Mrs B was a 49-year-old deputy headteacher who, for 18 months, had been increasingly troubled by heavy irregular menstrual bleeding. She was referred to a gynaecologist who carried out a pelvic US and an endomentrial biopsy. In her follow-up appointment with the gynaecologist, Mrs B was told that her investigations had been normal and hormone replacement therapy (HRT) was suggested to regulate her bleeding. The gynaecologist told Mrs B that he would be writing to her GP with his opinion and treatment recommendations.
Mrs B was therefore advised to go and see her GP to get a prescription for HRT in two weeks, which was thought to be sufficient time for the clinic letter to reach the GP. In the meantime, the gynaecologist scribbled down the name of the recommended HRT and gave it to Mrs B.
Two weeks later, Mrs B duly took the afternoon off work and went to see Dr M, a locum, at her GP surgery. Unfortunately no clinic letter was available to Dr M on the practice computer notes. Unfamiliar with the practice’s administration systems, Dr M attempted to find out if a paper copy of the letter might be available somewhere.
Dr M asked reception staff and personally looked through the partners’ piles of post but the letter could not be found. By now Dr M was running late and was sensitive to Mrs B’s frustration at having taken time off work for “a waste of time”. Eager to help Mrs B, Dr M looked at the handwritten note the gynaecologist had given her. The writing was barely legible, but Dr M thought the medication looked most like unopposed oestrogen.
Mrs B’s blood pressure was satisfactory and it was recorded that Dr M counselled her about risks of breast cancer and thromboembolic disease. Mrs B left with a prescription for unopposed oestrogen.
Mrs B continued to be prescribed three-monthly prescriptions of the unopposed oestrogen. The GP who signed the repeat, Dr P, saw from Dr M’s consultation notes that Mrs B had been seen recently by a gynaecologist and the prescription had started as a result of this, and was therefore satisfied it was appropriate.
At six months she was seen in surgery by Dr T for a review of her HRT. Dr T again noted her attendance at the gynaecology clinic and recorded that a course of unopposed oestrogen was started by the gynaecologist. Mrs B’s blood pressure was taken and it was recorded that she was regularly self-examining her breasts.
The prescriptions continued for a year, when Mrs B was again called for a HRT review at the surgery. At this point she surprised Dr T by saying that the HRT wasn’t helping her bleeding that had recurred and which was, in fact, heavier and more persistent than ever.
Dr T realised that for many months Mrs B had been mistakenly prescribed an unopposed oestrogen and now had heavy bleeding. Dr T apologised to Mrs B and also explained that she needed to be quickly referred back to the gynaecologist for investigation. She was referred urgently and in view of her history of increasingly heavy bleeding and prolonged exposure to an unopposed oestrogen, a hysteroscopy was carried out. This led to a diagnosis of endometrial cancer.

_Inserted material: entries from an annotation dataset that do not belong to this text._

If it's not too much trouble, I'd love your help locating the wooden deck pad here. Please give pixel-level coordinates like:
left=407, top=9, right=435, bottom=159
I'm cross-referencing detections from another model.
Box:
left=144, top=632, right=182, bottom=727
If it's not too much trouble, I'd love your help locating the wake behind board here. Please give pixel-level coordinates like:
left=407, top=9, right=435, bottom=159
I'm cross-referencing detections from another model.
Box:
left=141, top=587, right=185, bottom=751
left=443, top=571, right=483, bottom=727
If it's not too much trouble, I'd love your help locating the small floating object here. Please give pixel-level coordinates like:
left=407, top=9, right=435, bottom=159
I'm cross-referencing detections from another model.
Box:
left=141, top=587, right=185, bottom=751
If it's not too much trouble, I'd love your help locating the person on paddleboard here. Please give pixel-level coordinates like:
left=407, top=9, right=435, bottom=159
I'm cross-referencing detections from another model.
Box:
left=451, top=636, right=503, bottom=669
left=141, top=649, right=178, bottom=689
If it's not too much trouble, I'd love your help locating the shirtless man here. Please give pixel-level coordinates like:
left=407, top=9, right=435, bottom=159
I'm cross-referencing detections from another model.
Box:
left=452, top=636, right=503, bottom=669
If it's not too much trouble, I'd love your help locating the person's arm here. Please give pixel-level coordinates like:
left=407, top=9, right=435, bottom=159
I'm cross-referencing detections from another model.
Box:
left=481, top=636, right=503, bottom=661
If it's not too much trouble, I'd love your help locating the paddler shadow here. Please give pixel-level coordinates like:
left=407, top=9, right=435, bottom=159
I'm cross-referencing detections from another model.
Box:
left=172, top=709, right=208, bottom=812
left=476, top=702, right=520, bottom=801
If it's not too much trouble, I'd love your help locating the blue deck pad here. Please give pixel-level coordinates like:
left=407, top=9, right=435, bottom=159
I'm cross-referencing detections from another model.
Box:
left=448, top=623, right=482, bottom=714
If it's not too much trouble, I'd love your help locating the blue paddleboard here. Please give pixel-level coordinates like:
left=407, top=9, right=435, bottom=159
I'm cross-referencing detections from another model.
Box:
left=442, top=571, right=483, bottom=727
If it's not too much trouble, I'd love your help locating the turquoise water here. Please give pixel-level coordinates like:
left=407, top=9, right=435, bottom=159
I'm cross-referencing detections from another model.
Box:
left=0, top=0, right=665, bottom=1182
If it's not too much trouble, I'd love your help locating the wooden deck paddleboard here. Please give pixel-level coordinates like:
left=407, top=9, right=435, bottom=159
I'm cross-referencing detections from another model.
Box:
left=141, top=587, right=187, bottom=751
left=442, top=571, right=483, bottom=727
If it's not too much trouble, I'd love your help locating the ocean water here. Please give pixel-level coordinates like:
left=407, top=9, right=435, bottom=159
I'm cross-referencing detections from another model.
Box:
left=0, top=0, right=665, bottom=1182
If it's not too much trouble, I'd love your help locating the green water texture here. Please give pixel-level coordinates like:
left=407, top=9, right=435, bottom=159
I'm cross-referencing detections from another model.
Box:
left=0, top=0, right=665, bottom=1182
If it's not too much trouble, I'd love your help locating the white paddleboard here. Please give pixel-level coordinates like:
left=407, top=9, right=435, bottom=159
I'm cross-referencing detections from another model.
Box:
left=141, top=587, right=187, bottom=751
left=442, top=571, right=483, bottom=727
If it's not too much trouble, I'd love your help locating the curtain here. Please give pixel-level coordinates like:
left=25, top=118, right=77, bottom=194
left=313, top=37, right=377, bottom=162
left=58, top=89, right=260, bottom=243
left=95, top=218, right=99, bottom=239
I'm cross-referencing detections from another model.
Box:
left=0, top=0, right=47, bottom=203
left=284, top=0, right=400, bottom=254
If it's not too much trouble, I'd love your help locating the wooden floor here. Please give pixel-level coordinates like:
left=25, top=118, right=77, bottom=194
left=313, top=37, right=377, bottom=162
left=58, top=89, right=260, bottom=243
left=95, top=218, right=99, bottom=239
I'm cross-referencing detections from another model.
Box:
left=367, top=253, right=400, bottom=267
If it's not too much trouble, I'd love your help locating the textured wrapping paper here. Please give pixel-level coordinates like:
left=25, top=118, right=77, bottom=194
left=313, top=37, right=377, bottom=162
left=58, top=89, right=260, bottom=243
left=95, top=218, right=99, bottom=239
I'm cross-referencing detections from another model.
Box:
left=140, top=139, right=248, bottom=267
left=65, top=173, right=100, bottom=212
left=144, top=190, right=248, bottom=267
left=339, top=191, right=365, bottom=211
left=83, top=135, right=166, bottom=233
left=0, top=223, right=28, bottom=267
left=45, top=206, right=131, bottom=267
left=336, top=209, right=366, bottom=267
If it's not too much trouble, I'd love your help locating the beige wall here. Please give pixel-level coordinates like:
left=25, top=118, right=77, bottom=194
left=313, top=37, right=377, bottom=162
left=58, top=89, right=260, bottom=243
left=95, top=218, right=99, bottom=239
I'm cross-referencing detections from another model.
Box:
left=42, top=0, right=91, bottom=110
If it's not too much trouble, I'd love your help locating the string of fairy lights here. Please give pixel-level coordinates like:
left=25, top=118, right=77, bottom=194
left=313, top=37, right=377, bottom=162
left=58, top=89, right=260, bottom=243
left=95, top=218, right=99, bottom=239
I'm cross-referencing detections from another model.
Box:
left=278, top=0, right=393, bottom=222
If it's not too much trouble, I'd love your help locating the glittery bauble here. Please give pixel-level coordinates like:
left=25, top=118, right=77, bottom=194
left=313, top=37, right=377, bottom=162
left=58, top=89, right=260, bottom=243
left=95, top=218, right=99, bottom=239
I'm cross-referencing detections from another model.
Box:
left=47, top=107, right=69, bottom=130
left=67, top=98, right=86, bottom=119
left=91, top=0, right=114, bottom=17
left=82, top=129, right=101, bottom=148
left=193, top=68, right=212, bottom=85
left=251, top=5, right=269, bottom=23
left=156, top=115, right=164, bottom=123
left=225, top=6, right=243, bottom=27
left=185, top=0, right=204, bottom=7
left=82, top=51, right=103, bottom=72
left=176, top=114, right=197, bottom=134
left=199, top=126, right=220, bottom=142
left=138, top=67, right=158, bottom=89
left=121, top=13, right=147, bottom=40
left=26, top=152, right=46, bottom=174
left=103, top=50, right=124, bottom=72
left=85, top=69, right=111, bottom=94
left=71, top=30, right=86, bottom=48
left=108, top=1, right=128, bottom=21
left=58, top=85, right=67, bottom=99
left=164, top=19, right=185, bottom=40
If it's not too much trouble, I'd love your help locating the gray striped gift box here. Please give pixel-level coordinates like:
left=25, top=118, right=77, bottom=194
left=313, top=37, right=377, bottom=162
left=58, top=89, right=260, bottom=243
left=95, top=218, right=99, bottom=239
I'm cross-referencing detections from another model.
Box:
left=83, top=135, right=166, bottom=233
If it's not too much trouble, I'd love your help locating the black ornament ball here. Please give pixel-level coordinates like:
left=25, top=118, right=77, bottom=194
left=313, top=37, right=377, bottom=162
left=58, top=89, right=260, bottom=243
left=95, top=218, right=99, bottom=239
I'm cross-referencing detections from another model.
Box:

Mrs B had a hysterectomy and made a full recovery.
She made a claim against all the doctors involved in her care at the GP practice. The gynaecologist’s original letter was eventually found in the patient’s notes.
The incorrect prescription could not be defended – Dr M was responsible for her actions.
An expert gynaecologist advised that the patient’s subsequent problems were probably a result of this (although there was a low probability that they may have occurred in any case). The practice was liable because there was no system in place to check the prescriptions and uncover Dr M’s mistake.
The confusion could have been avoided if the consultant had issued the first prescription. In shared care situations there is a reduction in risk if the initial prescription is commenced by secondary care.
The claim was settled for a moderate sum.
- GPs must take particular care when taking responsibility for prescribing treatment commenced in the hospital sector. If you sign the prescription, you are responsible for it, so make sure that it is correct. If a drug is unfamiliar, don’t prescribe it if you don’t have the knowledge/experience.
- Practices should have a system for ensuring all incoming mail is checked and acted upon. There was a lost opportunity to correct the error when the hospital letter was received.
- Repeat prescribing is particularly risky for locum GPs. Locums should consider whether there is anyone better placed to do it, such as another GP who is more familiar with the patients. See MPS’s factsheet on “Safe Prescribing” and an article in Sessional GP.
- Any GP doing repeat prescribing must ensure that the prescription is still necessary/correct.
- This case highlights the importance of being open and honest if you make or discover a mistake.